Things are worth what people think they’re worth. It’s all psychology. It was psychology that had the stock market trading at unprecedented multiples of earnings in 1929, and people believing there was no end to profts to be made, and psychology that caused a collapse that created widespread human suffering that lasted a decade and was only resolved by governments spending billions (they did not have) to fight the second world war.
Why are people willing to pay $25 for a CD, or $4 for a box of brand name breakfast cereal that costs only pennies to make? Because they think the price is fair, reasonable. That can change in an instant. The fact that used house prices soared to an average of over $300,000 (and much higher in many cities) despite the fact that you could build a house yourself for a fraction of that cost, was due entirely to psychology. People believed that prices would keep rising forever, so it was a good investment to pay 300% of replacement cost, because someone else would soon pay 500% of replacement cost. Especially when lenders would give you 110% of the money you needed to buy that house, with no payments or no interest for six months, even though you had no collateral for the loan except the house itself.

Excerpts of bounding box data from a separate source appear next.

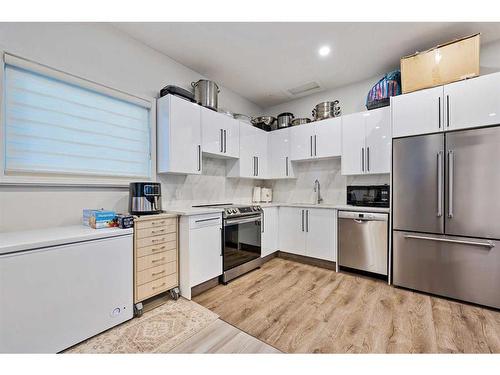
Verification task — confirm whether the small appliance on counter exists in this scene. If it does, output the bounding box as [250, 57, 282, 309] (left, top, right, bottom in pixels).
[129, 182, 163, 215]
[347, 185, 389, 208]
[260, 188, 273, 203]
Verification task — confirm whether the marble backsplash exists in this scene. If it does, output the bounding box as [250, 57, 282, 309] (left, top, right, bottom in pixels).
[158, 157, 389, 210]
[263, 158, 390, 204]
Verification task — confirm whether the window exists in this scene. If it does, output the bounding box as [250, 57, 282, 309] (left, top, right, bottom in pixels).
[3, 55, 151, 179]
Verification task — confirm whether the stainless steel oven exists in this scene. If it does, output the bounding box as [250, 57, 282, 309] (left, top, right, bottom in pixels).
[222, 206, 262, 283]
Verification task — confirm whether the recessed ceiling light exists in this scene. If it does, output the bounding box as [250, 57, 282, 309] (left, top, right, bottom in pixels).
[318, 46, 330, 56]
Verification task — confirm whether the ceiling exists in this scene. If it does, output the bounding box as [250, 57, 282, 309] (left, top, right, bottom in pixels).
[113, 22, 500, 108]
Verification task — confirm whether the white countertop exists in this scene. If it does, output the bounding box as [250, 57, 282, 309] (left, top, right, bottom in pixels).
[0, 224, 134, 254]
[166, 206, 224, 216]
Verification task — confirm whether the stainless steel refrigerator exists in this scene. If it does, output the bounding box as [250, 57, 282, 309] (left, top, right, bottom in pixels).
[392, 126, 500, 308]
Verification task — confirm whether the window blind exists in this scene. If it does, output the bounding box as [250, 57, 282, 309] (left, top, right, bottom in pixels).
[4, 63, 151, 178]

The Fortune 500 has been able to increase profits by double digit percentages for several years, mostly by buying up smaller companies and competitors, offshoring the labour costs, Wal-Mart-squeezing their suppliers for price reductions on materials every year, lowering quality and eliminating service. Pull off this magic trick enough years in a row and people will think you can do it forever, so they’ll pay more and more for stocks. Just like in 1929.

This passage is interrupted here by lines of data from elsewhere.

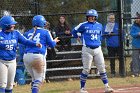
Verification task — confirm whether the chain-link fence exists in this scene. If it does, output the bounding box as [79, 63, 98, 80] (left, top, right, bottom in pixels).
[0, 0, 140, 83]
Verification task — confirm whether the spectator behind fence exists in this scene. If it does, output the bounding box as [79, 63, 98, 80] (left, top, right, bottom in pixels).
[55, 15, 71, 51]
[103, 13, 121, 77]
[0, 16, 42, 93]
[45, 22, 56, 60]
[23, 15, 59, 93]
[72, 9, 114, 93]
[130, 13, 140, 77]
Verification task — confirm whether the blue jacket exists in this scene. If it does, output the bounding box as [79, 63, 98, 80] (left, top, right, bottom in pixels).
[0, 30, 36, 60]
[72, 21, 102, 47]
[103, 23, 120, 47]
[24, 27, 56, 55]
[130, 23, 140, 48]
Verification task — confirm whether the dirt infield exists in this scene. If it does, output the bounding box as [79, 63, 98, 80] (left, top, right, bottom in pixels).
[66, 85, 140, 93]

In order to fund all that offshoring, you need to either pay cash, or get the foreign manufacturers to loan you the money, denominated in your own currency, at next to zero interest rates. If you have no cash (because you aren’t producing anything yourself) you need to keep rolling over those debts. The countries doing all your manufacturing need to be confident that the dollars you’re promising, one day, to pay back, are worth something, and that there isn’t a safer or higher-yielding investment for their money than a big receivable from you in your currency. Or else they need to be so heavily invested in your currency that they don’t dare call in the debt, because they know that you couldn’t pay it — so they become co-dependent on you. Psychologically, you reach the stage where you both have to keep lying to each other, and to yourselves, that the risk is manageable, that everything is OK, as long as both of you keep your story straight.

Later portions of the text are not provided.